Could you tell me about the impact pre-assessment counselling has on a service user and their families? (Prompt: What are the benefits to patients? What are the challenges to patients? Describe the experience patients typically have with pre-assessment counselling
What impact does PAC have upon staff and services? (Prompt: In the immediate sense? In the future?)
Could you tell me about your role within this service? (Prompt: what does your role involve? What kind of activities do you do in this role day to day? How long have you been working in the team for?)
What would you say the signs of quality are in PAC? (Prompt: What must PAC always include and why?)
What are your views on whether PAC supports a timely diagnosis? (Prompt: How does this differ from ‘quick diagnosis?’)
How do you manage the different expectations or agendas within the PAC appointment? (Prompt: What kind of expectations does the people with dementia tend to have? The carer tends to have? You tend to have?)
How do you manage the balance of remaining sensitive to service user fears and anxieties whilst being open in dialogue? (Prompt: Have there ever been times when this balance has been challenging to maintain? How did you bring the balance back?)
What kind of training or guidance would all staff need to have delivered to ensure excellent PAC provision? (Prompt: What universal or mandatory training must you do before you can deliver PAC? Do you have a handbook/framework you can refer back to?)
Is there anything significant to you or anything we have not covered that you would like to add about your experience of pre-assessment counselling or anything that we have not covered that is important to you around the topic of pre-assessment counselling?

Procedure

Nottingham Trent University and the Worcestershire and Herefordshire Health and Care NHS Trust obtained favourable ethical opinions for the study. Clinicians who expressed interest contacted the primary researcher, after which they received a participant information sheet and consent form. Upon returning the signed consent form, clinicians were provided with a copy of the topics to be discussed in the semi-structured interview in advance. This step aimed to ensure the appropriateness of the questions and allow the clinicians time to consider their responses.

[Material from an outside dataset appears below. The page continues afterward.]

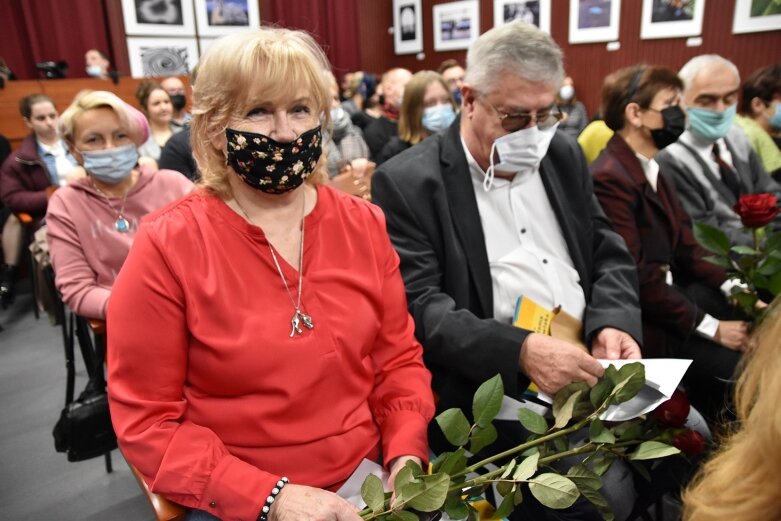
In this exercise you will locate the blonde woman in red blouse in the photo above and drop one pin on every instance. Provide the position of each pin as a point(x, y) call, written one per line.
point(259, 329)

Interviews were conducted via Microsoft Teams, following the trend of using video conferencing for qualitative interviews, which provides a convenient and accessible means for participants to engage, potentially widening participation (Lobe et al., 2020). They also foster familiarity and trust, enabling rich data collection despite physical distance (Nassaji, 2015), while saving time and resources by eliminating travel expenses, making them a cost-effective option for researchers (Khan & MacEachen, 2022). Each interview lasted approximately 60 minutes and was recorded using Microsoft Teams. Clinicians were encouraged to find a private and comfortable location for the interview to facilitate open and honest discussion. The primary researcher conducted the interviews between March and May 2023. Table 2 outlines how the primary researcher followed the analysis steps and the reflexivity and trustworthiness of reflexive thematic analysis.

Table 2.

How the six steps of reflexive thematic analysis (Braun & Clarke, 2022) were implemented.

Steps	Description
Familiarising with the data	To familiarise themselves with the data, the first author read through the full transcripts and field notes, concurrently taking notes in chunks of critical reflexive comments
Generating initial codes	Thereafter, the first author started inductive coding for the transcripts
Generating themes	After four coding rounds, initial themes were developed with the first and third authors
Reviewing themes	This was an iterative back-and-forth process between codes and raw data until all authors collectively agreed on themes and, later, meaningful patterns. Thematic mapping was developed to schematise the relationships between the themes. As typical for reflexive thematic analysis, these maps were adapted several times before deciding upon a clear thematic structure
Defining and naming themes	The first, third, and fourth authors discussed summary themes and thematic maps, and they selected illustrative quotes
Producing the report	This collaboration eventually produced a full report with carefully selected quotes
Reflexivity and trustworthiness	The primary researcher’s positionality, as a practitioner experienced in dementia care, informed early engagement with the data, particularly in identifying systemic barriers and relational dynamics. Reflexivity was maintained through journaling, team discussions, and iterative interpretation, which challenged assumptions and strengthened analytic rigour. The diversity of co-authors’ perspectives supported critical reflection throughout

Please see Supplementary File 1 for the Reflexive Statement.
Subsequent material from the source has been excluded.